По примеру Пети, который с год уж вел дневник, записывая в тетради всякие финогеновские события и свои стихи, Коля тоже завел себе тетрадку, но в отличие от Петиной маленькую.
Как чтение книг казалось Коле какой-то каторгой и он ничего не читал, так и писание было для него невыносимо скучным, и он представить себе не мог, как бы это он писать стал, а теперь за месяц он исписал всю свою тетрадку. Целая тетрадка дневника наполнена была горькою жалобой неразделенного чувства — Верочка на Колю не обращала никакого внимания, и каждая страница посвящена была Верочке, и не было строчки без ее имени, дорогого и страшного, первого имени.
Когда приезжали в город из имения дети Никиты Николаевича, гулянья прекращались, и соседки сидели дома, но огорелышевцы не пропускали часа и вторгались в Колобовский сад.
Без барышень было свое развлечение. Начинали с Пушкина, читали стихи громко, во все горло, — на весь сад, а когда показывалась в саду тетка Ксенечка Огорелышева, жена Ники, с Палагеей Семеновной, приятельницей своей, и другие двоюродные братья с боннами и гувернантками, Пушкин складывался, и трогался куриный крестный ход.
Впереди шел Коля, нес на голове глиняный красный из-под кваса кувшин с отбитым носком, за Колей Сеня, Саша и Петя, а заключал Женя с шестом в руках, на маковке которого насажена была червивая, дохлая курица, и при этом вид у всех наглый и дерзкий — огорелышевский, кланяться — здороваться с теткой, с двоюродными братьями и Палагеей Семеновной не полагалось.
И в ужасе бонны тащили детей назад в комнаты, и слышались охи и ахи: ведь неровен час, — от одного вида огорелышевцев дети могли испортиться.
О курином крестном ходе скоро стало известно Арсению. Финогеновым была проборка, а Сене предупреждение.
— Вот что, Семен, — дергаясь, грыз ногти Арсений, возвышая голос, — я предупреждаю, понимаешь, до добра это не доведет: с этими связаться, понимаешь, и не тому еще научат.

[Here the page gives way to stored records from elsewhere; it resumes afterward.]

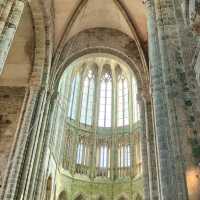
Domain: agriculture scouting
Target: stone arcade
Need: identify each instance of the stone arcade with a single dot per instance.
(100, 100)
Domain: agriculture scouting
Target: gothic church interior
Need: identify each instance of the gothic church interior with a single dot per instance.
(99, 100)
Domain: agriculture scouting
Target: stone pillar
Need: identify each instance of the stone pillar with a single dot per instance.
(17, 162)
(143, 140)
(36, 192)
(150, 138)
(172, 99)
(9, 30)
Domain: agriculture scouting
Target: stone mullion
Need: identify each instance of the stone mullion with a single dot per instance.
(95, 121)
(3, 4)
(30, 162)
(80, 96)
(36, 191)
(113, 152)
(20, 152)
(75, 142)
(9, 32)
(131, 138)
(143, 140)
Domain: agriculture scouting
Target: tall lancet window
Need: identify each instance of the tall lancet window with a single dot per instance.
(73, 100)
(122, 101)
(105, 100)
(136, 112)
(88, 99)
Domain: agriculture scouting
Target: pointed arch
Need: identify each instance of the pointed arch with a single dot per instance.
(48, 188)
(138, 197)
(80, 197)
(62, 196)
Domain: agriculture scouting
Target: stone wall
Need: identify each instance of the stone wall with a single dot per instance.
(74, 186)
(11, 100)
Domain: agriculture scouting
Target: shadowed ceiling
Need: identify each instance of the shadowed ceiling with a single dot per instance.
(69, 18)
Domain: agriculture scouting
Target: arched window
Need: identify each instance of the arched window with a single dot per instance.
(73, 100)
(62, 196)
(105, 114)
(122, 101)
(124, 158)
(48, 189)
(80, 197)
(102, 125)
(88, 99)
(136, 112)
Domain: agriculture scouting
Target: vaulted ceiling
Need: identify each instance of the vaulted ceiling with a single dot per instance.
(69, 17)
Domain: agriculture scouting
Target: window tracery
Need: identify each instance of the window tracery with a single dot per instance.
(102, 109)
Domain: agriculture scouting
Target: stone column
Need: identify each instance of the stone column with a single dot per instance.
(40, 176)
(143, 139)
(152, 172)
(17, 162)
(172, 100)
(9, 30)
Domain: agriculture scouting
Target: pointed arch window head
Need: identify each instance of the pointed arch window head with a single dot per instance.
(73, 99)
(105, 105)
(88, 98)
(102, 95)
(122, 101)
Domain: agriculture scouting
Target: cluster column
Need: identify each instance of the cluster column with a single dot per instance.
(10, 13)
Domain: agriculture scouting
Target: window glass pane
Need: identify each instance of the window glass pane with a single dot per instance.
(87, 99)
(105, 107)
(73, 97)
(122, 102)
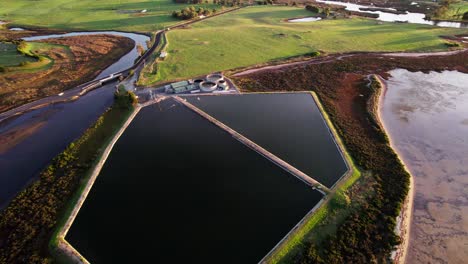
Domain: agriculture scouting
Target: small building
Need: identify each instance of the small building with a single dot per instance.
(180, 87)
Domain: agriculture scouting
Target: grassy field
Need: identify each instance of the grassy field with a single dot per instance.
(9, 56)
(259, 34)
(455, 11)
(122, 15)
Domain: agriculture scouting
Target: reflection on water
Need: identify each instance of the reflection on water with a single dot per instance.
(416, 18)
(426, 116)
(62, 123)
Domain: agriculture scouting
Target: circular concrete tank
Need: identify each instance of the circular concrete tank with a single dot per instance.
(222, 85)
(208, 86)
(216, 77)
(197, 82)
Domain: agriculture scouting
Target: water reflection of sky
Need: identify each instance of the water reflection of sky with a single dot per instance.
(416, 18)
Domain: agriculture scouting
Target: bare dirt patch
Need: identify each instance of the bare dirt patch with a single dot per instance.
(75, 60)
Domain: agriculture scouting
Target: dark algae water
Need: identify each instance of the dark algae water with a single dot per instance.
(288, 125)
(177, 189)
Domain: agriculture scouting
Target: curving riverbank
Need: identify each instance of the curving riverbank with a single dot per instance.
(59, 242)
(405, 217)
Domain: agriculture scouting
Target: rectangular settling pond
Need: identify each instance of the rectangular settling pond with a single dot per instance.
(289, 125)
(177, 189)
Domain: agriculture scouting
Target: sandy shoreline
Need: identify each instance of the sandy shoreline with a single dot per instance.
(405, 217)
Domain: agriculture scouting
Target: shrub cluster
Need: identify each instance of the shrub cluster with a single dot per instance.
(313, 8)
(27, 224)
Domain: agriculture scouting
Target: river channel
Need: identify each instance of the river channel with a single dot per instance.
(56, 125)
(177, 189)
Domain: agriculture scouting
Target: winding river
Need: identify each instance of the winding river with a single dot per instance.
(410, 17)
(51, 128)
(426, 116)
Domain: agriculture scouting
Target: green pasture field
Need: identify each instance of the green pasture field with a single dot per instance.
(9, 55)
(260, 34)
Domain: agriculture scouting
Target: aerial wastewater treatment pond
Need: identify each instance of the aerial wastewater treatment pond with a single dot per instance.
(177, 188)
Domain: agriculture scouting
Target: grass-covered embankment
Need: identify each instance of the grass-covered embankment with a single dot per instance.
(453, 10)
(150, 73)
(366, 233)
(27, 224)
(335, 207)
(260, 34)
(10, 56)
(122, 15)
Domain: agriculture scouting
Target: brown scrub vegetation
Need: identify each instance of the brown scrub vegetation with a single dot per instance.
(367, 234)
(74, 60)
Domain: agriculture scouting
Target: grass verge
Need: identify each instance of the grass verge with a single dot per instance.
(261, 34)
(337, 199)
(30, 220)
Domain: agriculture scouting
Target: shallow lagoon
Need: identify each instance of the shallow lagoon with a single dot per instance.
(289, 125)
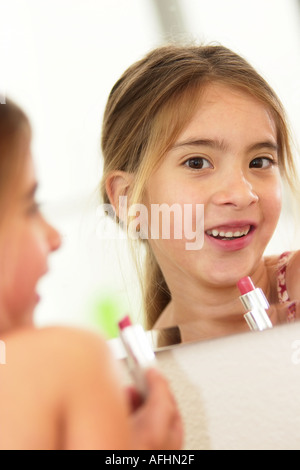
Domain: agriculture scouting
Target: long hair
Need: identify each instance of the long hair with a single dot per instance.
(150, 105)
(14, 131)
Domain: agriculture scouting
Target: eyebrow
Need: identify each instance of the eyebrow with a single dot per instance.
(221, 145)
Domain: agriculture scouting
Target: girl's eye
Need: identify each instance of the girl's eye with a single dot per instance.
(198, 163)
(262, 162)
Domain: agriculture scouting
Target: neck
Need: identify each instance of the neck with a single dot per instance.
(210, 310)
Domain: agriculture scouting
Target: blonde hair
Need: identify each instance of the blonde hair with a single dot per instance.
(150, 105)
(14, 134)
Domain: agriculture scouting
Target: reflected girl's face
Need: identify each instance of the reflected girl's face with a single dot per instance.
(26, 240)
(226, 159)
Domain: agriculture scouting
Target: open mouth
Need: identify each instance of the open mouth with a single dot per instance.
(229, 234)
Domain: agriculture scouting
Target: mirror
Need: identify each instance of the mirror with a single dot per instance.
(90, 58)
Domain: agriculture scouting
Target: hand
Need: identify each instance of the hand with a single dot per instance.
(156, 423)
(286, 312)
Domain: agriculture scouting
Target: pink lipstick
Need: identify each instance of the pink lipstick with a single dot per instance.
(255, 304)
(140, 355)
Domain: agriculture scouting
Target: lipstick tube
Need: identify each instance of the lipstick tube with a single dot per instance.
(255, 304)
(140, 355)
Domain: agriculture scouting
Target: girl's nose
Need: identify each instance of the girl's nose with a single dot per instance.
(235, 190)
(54, 238)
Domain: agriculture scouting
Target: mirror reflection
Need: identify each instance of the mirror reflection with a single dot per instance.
(204, 193)
(215, 141)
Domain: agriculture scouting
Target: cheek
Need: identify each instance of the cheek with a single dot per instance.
(272, 204)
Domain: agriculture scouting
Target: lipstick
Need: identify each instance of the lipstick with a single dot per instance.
(255, 304)
(140, 355)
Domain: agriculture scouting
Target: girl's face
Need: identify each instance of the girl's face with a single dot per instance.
(26, 240)
(226, 159)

Я говорю тебе!
— Кто мог насплетничать Арсению?
— Конечно, Палагея Семеновна! Это она, никто другой.
И несколько вечеров огорелышевцы придумывали мщение. Остановились на некрологе.
Некролог открывался картинкой — изображен был колокольчик, что означало сплетню. Колокольчик нарисовал Саша, — в гимназии Саша первый по рисованию. Содержание некролога было выдумано всеми. Какие только не перечислялись в нем заслуги! И финогеновская разрушенная голубятня, на которой наставляла Палагея Семеновна, не была забыта. Переписал некролог Коля, — Коля в училище первый по чистописанию. Когда все было готово, уложили некролог в огромный самодельный конверт из синей бумаги для дел, запечатали печатками — орлами с екатерининских пятачков и послали Кузьму передать прямо в руки Палагеи Семеновны.
Должно быть, очень обиделась Палагея Семеновна, получив такой подарок, но ничем не показала обиду свою, только у Финогеновых с тех пор, к большому огорчению Вареньки, ни разу уж ноги ее не бывало. Да и как могла она показать еще обиду свою, кому жаловаться, когда участие в этом некрологе Сени Огорелышева и дураку было ясно. А против Сени где же управа?